COPENHAGEN (Reuters) - The Danish government’s main supporting party has ruled out tax cuts promised by Prime Minister Lars Lokke Rasmussen during last summer’s election campaign, putting pressure on the minority government.
The chairman of the allied party, the Danish People’s Party (DF), said the cost of taking in migrants and refugees would make in impossible to lower taxes.
“There is simply no money for it,” DF chairman Kristian Thulesen Dahl told broadcaster DR Wednesday night. “The money will be spent on refugees and migrants.
“And to the extent that there is money to spare, it must be used to strengthen the welfare,” Dahl said. The DF is anti-immigrant and EU-sceptical but a strong advocate for maintaining Denmark’s generous level of welfare subsidies.
However, another supporting party, The Liberal Alliance (LA), threatened in January to bring down the Rasumussen government if it did not deliver the promised tax cuts. It later said it would no longer guarantee the survival of the government but stopped short of bringing it down.
Rasmussen’s ruling Liberal Party and LA both said they still believed room for tax cuts could be found in negotiations scheduled for after a summer break.
Rasmussen’s one-party government only holds 34 of 179 seats in parliament, making it the narrowest Danish government for decades. It can stay in power only as long as it is supported by DF, LA and the Conservative Party.
Those four parties holds only one more seat in parliament than the Social Democrat-led opposition. The Social Democrats have also said they see no room for tax cuts for the time being.

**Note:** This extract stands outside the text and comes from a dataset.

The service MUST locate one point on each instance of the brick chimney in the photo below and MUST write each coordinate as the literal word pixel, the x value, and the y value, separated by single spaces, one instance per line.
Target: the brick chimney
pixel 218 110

The number of asylum seekers in Denmark rose to more than 21,000 last year from 14,815 in 2014. The government expects it will rise to around 25,000 this year.
On Tuesday, the government raised its forecast for Denmark’s population growth by 2020 twofold, or by 100,000 persons, from the latest forecast in May. It said more spending would be needed to maintain the level of welfare subsidies.
In January, the government passed laws aimed at deterring refugees from seeking asylum in Denmark. The controversial measures included confiscating valuables from would-be migrants to pay for their stay.